Based on what we have observed of him, the President’s thinking process is linear and simplistic, with an inclination for reducing complex problems into simple equations of cause-and-effect. He oversimplified the drug problem by assuming that the circumstances that were true in Davao when he was mayor are also true for the entire country. That if shock and awe tactics were enough to quell drug distribution in Davao, it should work for the entire country too.
Similarly, he overestimated his capabilities. In the feudal set-up of Davao, guns, goons and gold never fail to solve problems, especially those that relate to criminality. This is not the case on the national level where geographic, diplomatic, constitutional and human rights obstacles stand in the way of bamboozling people into submission.
The same oversimplification was committed in addressing the core problem of the country, poverty. It will be recalled that Mr. Duterte peddled the idea that if only we solve the problems of illegal drugs and criminality, the economy would boom, investors would come in droves, poverty will be eliminated and all of us will be more affluent.
What he failed to consider is that peace and order is only a small part of the equation. There are more important issues that must be addressed to improve the economy, not the least of which is ease in doing business, sanctity of contracts, a non-political legal system, supply chain linkages, labor capacitation, etc.
This oversimplification was a fatal mistake.
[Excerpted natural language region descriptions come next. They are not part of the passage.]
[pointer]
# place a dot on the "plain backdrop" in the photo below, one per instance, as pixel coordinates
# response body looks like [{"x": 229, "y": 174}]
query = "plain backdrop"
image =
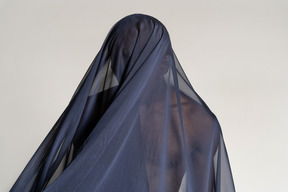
[{"x": 233, "y": 52}]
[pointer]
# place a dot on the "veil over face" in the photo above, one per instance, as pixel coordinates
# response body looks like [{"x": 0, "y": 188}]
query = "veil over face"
[{"x": 133, "y": 124}]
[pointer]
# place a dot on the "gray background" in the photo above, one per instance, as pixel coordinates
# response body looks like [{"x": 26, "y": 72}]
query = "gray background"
[{"x": 234, "y": 53}]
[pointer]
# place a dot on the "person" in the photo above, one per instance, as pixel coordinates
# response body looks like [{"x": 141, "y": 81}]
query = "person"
[{"x": 134, "y": 123}]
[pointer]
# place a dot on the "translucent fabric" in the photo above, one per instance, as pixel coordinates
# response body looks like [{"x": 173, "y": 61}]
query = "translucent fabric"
[{"x": 134, "y": 124}]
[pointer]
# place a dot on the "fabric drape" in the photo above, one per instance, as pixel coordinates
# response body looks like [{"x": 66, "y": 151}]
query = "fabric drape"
[{"x": 134, "y": 124}]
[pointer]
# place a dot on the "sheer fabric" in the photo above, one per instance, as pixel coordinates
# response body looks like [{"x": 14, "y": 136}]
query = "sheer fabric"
[{"x": 134, "y": 124}]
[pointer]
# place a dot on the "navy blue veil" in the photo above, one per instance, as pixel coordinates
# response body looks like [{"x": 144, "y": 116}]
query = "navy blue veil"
[{"x": 134, "y": 124}]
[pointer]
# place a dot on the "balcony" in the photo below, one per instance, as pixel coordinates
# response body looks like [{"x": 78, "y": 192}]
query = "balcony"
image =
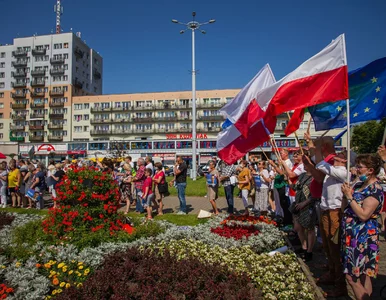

While precious administrative time and hundreds of billions of pesos were squandered into policing the public, education was neglected, resources for social services were reduced, economic competitiveness took the back seat, efforts to attract foreign investors were benign and our manufacturing industries contracted.
Even the pandemic was oversimplified into a peace and order issue. Unlike more sophisticated governments that utilized science-based methods to quell the contagion, Mr. Duterte decided to impose the world’s longest and most restrictive lockdown. It was a militaristic solution for a health care problem. Not only did the lockdown fail to tame infection, it consigned the economy to five quarters of sharp economic contractions. The Philippines now has the distinction of being the most economically devastated country in Asia with thousands of corporations consigned to bankruptcy. This exemplifies how oversimplification carries dire consequences.
The last five years have taught us not to be gullible towards politicians who make extravagant promises. We should never believe anyone who offers quick-fix solutions to complex problems. There is no short cut to building a strong economy, to forming enduring institutions, to capacitating our youth, to lessening poverty and to strengthening our democracy.
The formula for effective governance has not changed for centuries. It calls for realistic goal setting, data-based strategy formulation, methodical executions of plans, transparency and agility to pivot, when necessary.
Good intentions, popularity and bravura are simply not enough to be an effective leader. Thus, our next president must have more to offer than the best of us. He/she must have a keen understanding of economics, social development principles, foreign policy, technological trends and the law. He/she must posses an analytical mind capable of comprehending complex issues and formulating long-term strategies. Most of all, he/she must respect our democratic processes, our institutions and the rule of law.
Let us remember these hard lessons as we move forward.